Florence, 35 ans, reçoit ses patients dans un vaste appartement du Xe arrondissement de Paris. La salle d’attente est peuplée de mères anxieuses accompagnant leurs enfants. Florence fait partie des 900 orthophonistes installées en libéral, à Paris. C’est un chiffre minuscule, si l’on considère qu’il existe plus de 3 200 dentistes et 2 000 psychologues répertoriés dans la capitale. « Il n’y a pas assez d’orthophonistes, confirme Florence, car la demande est énorme. Nos listes d’attente s’allongent d’année en année. J’ai des patients qui habitent loin, en banlieue, et qui, faute de professionnels près de chez eux, font une heure de trajet pour venir à mon cabinet chaque semaine. »

Selon la Fédération Nationale des Orthophonistes, le volume d’actes a doublé en dix ans. Et il risque d’augmenter avec la décision d’Emmanuel Macron d’abaissé à 3 ans au lieu de 6 ans l’âge de la scolarisation. L’ambition ? Que l’école maternelle devienne une structure essentielle et non plus (parfois) une crèche bis. Le risque à maîtriser ? Que les moins de 6 ans soient soumis à la pression d’apprendre plus vite, dans un cadre scolaire de plus en plus intolérant à la différence.

« Quand j’ai enfin eu un rendez-vous pour Oscar, explique la mère d’un petit patient de Florence, j’étais euphorique. Cela faisait deux mois que j’étais sur liste d’attente, je désespérais de trouver une orthophoniste. Mon enfant, qui est en deuxième section de maternelle, s’exprime mal. Il peine en classe, et son institutrice insistait pour qu’on lui fasse passer un bilan. »

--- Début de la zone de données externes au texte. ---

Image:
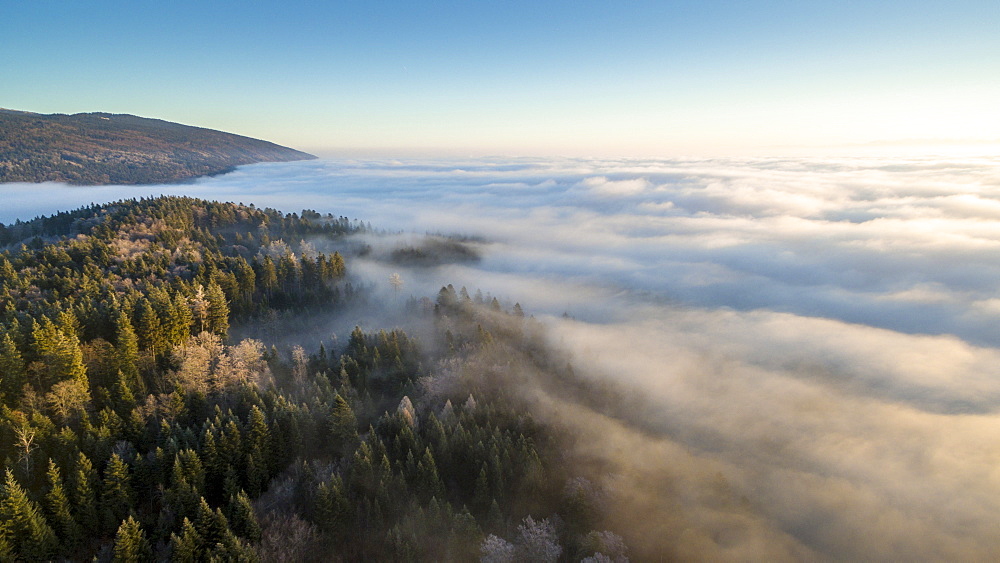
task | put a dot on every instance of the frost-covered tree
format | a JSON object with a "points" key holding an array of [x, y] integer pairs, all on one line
{"points": [[496, 550], [537, 540]]}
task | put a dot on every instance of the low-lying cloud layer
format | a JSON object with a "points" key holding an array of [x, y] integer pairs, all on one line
{"points": [[816, 340]]}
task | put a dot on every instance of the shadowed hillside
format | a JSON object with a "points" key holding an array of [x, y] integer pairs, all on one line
{"points": [[103, 148]]}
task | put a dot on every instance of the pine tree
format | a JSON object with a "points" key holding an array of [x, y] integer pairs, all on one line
{"points": [[116, 494], [217, 319], [127, 352], [149, 330], [11, 370], [58, 510], [184, 548], [242, 519], [58, 353], [131, 544], [22, 524], [84, 494], [343, 427]]}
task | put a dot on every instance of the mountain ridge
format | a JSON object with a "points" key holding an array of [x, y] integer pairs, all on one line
{"points": [[106, 148]]}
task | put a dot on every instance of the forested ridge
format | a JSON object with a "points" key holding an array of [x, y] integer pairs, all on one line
{"points": [[133, 428], [105, 148]]}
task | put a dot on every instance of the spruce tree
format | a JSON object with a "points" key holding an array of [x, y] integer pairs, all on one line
{"points": [[22, 525], [84, 494], [116, 494], [127, 352], [131, 545], [57, 508], [11, 370]]}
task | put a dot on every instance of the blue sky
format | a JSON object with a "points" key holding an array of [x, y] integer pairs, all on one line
{"points": [[644, 78]]}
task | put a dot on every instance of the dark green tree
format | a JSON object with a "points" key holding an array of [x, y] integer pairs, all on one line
{"points": [[22, 525], [131, 544]]}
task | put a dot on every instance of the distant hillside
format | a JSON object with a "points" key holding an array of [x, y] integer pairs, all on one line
{"points": [[104, 148]]}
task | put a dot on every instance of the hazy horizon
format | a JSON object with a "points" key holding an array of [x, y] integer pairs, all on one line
{"points": [[551, 78]]}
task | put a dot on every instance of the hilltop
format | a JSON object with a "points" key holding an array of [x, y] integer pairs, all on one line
{"points": [[105, 148]]}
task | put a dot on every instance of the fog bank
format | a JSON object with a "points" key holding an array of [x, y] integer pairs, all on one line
{"points": [[812, 342]]}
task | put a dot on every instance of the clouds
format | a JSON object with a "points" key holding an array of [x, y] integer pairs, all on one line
{"points": [[810, 344]]}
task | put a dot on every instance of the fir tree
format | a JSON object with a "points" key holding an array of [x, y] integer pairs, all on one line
{"points": [[116, 493], [58, 510], [22, 525], [131, 544]]}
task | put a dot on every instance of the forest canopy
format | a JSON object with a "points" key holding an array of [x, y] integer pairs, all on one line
{"points": [[134, 427]]}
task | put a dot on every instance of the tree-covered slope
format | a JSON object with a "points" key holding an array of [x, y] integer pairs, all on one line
{"points": [[134, 428], [103, 148]]}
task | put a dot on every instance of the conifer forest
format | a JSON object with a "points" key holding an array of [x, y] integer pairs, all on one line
{"points": [[149, 410]]}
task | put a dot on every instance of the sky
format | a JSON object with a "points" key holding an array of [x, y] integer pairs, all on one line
{"points": [[468, 78]]}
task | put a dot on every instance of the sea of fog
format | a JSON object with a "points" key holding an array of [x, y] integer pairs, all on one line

Le bilan, c’est le sésame, cette épreuve initiatique qui est aussi l’occasion d’une première rencontre entre les parents, l’enfant et la thérapeute du langage. Il dure une heure et ventile une série de tests, souvent ludiques, permettant de cerner les lacunes. Après cela, les séances débutent. « Elles durent entre trente minutes et une heure, précise Florence. Selon les troubles démontrés par le bilan – simple retard de parole, troubles de l’articulation, dyslexie -, on met en place un processus de rééducation. » Plus le lien est bon, plus l’orthophoniste est compétente, plus les résultats sont présents. Même les plus récalcitrants parviennent à déchiffrer des syllabes, puis des mots et des phrases ; l’arithmétique se dévoile autrement, la graphie aussi. L’orthophoniste adapte des techniques d’apprentissage de la lecture, de l’orthographe, de la syntaxe. Une précieuse alternative au processus scolaire, qui panique ou perturbe l’enfant en échec : « On échoue rarement, sauf s’il s’agit de problèmes psychiques très graves ou de formes d’autisme », ajoute Florence.

Dans son cabinet, elle reçoit des parents de plus en plus jeunes, stressés par le couperet du redoublement, hantés par le spectre de la performance et de la sélection, et persuadés que « tout se joue avant 6 ans ». Optimiste, Florence estime qu’il n’y a pas de règle, chaque cas est différent et il ne faut pas s’alarmer automatiquement à 6 ans. Et nombre d’orthophonistes invitent les parents à arrêter, par exemple, les cours d’anglais infligés aux tout-petits, pour les emmener bricoler, jardiner, cuisiner. Loin des applis et de leurs écrans.